COURTSIDE: Tuta & Stela Case

Protected witness tells of Tuta's plans to create a Bosniak-free state

COURTSIDE: Tuta & Stela Case

Protected witness tells of Tuta's plans to create a Bosniak-free state

Saturday, 10 November, 2001

A former Spanish intelligence officer, who worked for UNPROFOR in Herzegovina in 1993, testified last week in the trial of Mladen Naletilic "Tuta".


The former UNPROFOR officer, known as protected witness LL, gave details of conversations he had with Tuta in the weeks preceding the HVO attack on Bosniak population of Mostar in May 1993, for which Tuta is standing trial.


According to LL, Tuta and his fellow HVO commanders openly discussed their plans to create the Bosniak-free state of Herzeg-Bosnia, within the borders of Bosnia-Herzegovina.


The Spanish officer first heard about the plans from Tuta and Colonel Ivan Andabak while at dinner at Andabak's house. This colonel was, according to prosecution witnesses, deputy commander to Tuta in the Convicts' Battalion.

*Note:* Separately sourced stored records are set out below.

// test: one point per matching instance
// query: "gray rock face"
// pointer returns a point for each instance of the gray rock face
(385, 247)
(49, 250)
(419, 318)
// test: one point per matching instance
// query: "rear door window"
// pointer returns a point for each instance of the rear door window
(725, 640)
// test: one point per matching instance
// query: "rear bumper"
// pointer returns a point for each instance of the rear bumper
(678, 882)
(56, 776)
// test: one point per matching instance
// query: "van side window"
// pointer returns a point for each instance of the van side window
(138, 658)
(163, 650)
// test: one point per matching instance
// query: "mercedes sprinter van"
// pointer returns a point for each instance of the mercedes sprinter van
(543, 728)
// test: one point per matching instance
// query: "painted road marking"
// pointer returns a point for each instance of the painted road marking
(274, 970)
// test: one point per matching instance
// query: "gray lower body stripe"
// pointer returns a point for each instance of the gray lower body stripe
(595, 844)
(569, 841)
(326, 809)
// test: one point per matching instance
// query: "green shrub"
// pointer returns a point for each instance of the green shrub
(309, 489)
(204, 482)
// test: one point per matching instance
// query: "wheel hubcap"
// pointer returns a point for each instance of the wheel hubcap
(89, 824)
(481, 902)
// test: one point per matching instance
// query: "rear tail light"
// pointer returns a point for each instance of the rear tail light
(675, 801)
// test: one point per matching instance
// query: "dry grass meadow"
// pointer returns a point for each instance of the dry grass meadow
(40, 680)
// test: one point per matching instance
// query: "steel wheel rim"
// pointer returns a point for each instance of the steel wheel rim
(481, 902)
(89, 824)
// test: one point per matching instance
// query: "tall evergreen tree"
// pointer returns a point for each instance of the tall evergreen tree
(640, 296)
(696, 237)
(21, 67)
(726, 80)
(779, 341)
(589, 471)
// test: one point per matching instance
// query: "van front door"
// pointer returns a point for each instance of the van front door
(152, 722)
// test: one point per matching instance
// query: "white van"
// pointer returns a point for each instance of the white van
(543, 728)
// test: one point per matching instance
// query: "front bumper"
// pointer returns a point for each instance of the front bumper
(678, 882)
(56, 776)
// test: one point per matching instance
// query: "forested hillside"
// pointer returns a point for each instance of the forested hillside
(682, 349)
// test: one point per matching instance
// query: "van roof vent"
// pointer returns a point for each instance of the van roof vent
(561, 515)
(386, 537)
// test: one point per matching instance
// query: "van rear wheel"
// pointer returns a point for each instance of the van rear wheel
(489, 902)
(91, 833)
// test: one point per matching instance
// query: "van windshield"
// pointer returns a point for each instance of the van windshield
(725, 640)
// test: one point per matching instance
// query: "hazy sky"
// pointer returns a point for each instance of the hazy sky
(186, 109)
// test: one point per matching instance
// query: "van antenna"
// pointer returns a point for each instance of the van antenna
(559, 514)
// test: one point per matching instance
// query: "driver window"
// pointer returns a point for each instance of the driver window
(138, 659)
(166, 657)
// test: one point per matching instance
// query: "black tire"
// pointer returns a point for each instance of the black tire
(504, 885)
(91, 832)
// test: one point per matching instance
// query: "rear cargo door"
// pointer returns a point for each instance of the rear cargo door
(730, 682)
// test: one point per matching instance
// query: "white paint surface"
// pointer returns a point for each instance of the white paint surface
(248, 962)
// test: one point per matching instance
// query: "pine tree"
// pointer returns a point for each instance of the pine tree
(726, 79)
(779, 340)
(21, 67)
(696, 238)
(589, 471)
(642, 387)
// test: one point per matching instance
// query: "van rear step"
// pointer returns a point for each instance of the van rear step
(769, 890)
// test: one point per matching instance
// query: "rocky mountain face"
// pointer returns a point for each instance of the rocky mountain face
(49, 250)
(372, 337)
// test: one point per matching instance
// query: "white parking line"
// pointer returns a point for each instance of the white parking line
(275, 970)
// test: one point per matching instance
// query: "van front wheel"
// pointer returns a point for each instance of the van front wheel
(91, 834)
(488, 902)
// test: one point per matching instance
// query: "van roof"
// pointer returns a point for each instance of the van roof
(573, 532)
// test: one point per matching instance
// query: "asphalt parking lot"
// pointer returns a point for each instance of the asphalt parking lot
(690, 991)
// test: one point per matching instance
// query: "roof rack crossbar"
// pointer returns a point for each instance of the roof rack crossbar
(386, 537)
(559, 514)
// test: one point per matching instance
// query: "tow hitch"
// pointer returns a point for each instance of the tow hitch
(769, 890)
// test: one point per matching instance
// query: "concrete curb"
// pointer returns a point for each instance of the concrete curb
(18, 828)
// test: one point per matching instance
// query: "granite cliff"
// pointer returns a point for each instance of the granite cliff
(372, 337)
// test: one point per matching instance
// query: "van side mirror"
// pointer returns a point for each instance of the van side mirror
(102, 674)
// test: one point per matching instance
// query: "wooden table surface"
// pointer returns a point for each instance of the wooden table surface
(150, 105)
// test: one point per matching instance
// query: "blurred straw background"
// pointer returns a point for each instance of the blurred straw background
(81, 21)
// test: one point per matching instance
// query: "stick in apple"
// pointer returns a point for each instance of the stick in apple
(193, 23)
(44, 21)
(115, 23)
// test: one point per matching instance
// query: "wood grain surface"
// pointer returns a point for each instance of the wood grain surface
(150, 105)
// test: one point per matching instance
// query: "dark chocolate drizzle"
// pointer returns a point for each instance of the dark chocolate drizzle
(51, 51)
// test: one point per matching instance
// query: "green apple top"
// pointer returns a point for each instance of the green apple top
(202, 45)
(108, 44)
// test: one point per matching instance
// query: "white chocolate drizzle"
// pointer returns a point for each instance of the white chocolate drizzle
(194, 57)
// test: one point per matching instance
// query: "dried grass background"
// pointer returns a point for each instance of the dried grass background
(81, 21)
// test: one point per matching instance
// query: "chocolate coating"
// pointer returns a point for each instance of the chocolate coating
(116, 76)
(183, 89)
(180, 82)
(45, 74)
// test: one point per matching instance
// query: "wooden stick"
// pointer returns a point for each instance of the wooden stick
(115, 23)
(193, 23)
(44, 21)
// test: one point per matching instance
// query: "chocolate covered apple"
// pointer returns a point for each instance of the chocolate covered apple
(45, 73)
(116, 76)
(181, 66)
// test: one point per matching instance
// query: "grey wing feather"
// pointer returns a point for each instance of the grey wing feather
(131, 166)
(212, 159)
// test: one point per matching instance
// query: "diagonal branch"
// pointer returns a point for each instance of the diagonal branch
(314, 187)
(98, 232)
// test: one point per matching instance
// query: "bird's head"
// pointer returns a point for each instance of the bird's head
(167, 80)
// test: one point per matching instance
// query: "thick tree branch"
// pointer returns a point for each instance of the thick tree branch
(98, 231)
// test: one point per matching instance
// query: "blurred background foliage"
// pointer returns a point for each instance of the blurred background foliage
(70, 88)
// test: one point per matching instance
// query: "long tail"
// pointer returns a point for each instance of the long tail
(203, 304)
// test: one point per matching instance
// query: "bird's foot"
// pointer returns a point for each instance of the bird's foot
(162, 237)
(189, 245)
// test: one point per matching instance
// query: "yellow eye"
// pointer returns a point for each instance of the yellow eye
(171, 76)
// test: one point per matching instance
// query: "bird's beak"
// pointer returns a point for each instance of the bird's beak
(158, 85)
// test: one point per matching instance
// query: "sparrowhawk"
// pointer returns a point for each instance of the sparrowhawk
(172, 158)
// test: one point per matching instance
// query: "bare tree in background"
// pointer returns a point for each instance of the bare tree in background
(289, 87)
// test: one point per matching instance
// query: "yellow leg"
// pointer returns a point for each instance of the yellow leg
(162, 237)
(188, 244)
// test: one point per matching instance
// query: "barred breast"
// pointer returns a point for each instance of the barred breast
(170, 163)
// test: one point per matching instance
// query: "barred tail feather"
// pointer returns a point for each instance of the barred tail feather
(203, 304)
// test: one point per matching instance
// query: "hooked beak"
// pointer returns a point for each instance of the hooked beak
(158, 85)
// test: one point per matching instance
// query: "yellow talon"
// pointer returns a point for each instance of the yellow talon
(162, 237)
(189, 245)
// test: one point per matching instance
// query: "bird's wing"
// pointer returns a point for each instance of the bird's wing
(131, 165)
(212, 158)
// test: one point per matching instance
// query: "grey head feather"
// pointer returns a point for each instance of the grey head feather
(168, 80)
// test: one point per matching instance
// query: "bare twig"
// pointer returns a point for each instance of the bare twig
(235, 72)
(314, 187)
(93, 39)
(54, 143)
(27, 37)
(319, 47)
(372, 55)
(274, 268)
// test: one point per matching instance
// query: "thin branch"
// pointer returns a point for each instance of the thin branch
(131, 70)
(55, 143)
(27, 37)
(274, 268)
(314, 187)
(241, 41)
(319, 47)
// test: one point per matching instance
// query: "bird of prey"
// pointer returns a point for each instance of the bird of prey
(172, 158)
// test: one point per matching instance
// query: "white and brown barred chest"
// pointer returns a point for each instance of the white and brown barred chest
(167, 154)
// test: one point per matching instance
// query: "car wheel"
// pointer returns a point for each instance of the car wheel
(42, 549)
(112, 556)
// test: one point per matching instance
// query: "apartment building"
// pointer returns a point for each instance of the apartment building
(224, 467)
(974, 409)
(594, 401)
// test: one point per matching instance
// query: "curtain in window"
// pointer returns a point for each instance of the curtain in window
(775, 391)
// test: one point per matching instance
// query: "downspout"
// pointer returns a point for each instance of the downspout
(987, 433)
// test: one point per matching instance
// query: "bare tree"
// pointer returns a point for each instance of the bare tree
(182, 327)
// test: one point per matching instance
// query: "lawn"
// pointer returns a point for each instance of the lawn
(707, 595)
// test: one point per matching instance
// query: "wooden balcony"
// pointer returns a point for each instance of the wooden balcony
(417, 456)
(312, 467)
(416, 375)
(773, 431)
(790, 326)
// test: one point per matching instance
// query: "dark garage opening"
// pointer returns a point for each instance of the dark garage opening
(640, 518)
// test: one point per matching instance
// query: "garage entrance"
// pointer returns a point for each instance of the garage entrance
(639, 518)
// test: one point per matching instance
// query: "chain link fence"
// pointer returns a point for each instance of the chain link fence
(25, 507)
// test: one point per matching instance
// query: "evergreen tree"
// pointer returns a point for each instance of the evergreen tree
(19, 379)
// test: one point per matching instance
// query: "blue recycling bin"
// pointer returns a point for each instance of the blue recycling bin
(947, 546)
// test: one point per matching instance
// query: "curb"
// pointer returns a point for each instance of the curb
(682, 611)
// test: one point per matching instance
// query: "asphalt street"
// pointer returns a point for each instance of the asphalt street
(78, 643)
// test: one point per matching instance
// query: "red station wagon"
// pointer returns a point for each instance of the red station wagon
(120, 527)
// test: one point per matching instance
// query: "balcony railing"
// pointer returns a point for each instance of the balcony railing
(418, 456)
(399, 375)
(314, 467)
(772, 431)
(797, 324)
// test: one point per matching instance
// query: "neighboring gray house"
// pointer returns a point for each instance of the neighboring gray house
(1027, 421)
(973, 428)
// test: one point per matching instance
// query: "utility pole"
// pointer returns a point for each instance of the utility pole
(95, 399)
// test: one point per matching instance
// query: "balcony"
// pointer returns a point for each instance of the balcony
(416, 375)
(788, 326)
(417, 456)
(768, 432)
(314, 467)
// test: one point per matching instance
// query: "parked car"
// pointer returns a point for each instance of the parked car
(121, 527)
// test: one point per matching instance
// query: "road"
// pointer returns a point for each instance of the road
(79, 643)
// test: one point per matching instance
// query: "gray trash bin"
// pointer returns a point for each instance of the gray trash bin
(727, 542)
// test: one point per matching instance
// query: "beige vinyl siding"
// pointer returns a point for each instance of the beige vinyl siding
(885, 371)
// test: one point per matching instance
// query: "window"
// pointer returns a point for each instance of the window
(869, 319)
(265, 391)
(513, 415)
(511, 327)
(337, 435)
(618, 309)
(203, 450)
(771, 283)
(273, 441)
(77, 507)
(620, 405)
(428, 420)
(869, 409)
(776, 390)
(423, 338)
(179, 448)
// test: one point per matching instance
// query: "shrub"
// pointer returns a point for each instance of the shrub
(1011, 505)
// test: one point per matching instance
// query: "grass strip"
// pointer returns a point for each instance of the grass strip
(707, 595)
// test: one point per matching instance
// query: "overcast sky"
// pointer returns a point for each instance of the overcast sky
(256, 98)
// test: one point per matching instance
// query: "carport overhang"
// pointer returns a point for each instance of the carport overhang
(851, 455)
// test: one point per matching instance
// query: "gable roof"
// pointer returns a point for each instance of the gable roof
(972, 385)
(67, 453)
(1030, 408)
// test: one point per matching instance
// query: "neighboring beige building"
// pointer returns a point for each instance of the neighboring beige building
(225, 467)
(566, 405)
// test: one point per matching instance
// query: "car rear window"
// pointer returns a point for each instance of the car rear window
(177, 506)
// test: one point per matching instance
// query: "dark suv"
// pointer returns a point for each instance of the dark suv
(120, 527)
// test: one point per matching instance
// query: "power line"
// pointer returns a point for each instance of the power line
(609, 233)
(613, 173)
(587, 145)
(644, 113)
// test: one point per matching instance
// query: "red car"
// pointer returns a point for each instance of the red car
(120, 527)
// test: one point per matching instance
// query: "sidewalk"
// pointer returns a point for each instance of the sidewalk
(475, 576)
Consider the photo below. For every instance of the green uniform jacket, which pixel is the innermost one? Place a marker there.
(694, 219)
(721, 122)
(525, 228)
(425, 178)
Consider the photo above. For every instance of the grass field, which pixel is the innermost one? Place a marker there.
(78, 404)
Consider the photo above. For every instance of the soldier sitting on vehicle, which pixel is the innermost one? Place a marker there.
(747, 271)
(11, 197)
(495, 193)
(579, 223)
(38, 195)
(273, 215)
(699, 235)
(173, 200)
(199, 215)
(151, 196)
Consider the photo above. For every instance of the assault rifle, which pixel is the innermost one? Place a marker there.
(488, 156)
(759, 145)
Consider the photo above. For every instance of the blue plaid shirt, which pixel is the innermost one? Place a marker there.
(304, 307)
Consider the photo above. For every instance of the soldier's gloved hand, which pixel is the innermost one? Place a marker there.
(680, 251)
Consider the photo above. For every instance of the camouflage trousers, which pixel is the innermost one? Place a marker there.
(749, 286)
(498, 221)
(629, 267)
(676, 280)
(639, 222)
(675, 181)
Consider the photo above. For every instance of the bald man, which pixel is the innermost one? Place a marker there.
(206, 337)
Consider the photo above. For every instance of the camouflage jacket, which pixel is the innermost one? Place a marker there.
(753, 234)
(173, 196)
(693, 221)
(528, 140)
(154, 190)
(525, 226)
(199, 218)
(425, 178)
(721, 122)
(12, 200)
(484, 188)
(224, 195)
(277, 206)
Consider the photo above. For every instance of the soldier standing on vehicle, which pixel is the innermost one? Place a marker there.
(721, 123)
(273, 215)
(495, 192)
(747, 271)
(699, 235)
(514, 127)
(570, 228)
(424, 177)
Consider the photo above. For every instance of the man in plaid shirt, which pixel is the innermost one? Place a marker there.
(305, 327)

Its members were said to have led major attacks in the Mostar area and were known for cruel treatment of Bosniak detainees. The second accused at the Mostar trial is a sub-commander in that battalion, Vinko Martinovic "Stela".


Witness LL saw Tuta as highly positioned officer who planned, financed and controlled military operations. Tuta himself told him that a number of HVO colonels were under his command.


The Spanish officer dismissed the suggestion by the defence that Tuta may have had a drink too many during the dinner and said things that were not necessarily precise. He made sure to check with other HVO sources if the information he heard from Tuta and Andabak were correct and he found out they were.


The day before the attack in Mostar took place, the witness saw Andabak dressed in a black uniform and threaten that "heads would fall and roll that night". The Spanish officer also confirmed the prosecutor's claims about arrests and detention of Bosniak civilians at the Mostar football stadium and Heliodrom barracks.


The prosecutor' s case continues next week.


Vjera Bogati is an IWPR special correspondent at The Hague and a journalist with SENSE News Agency.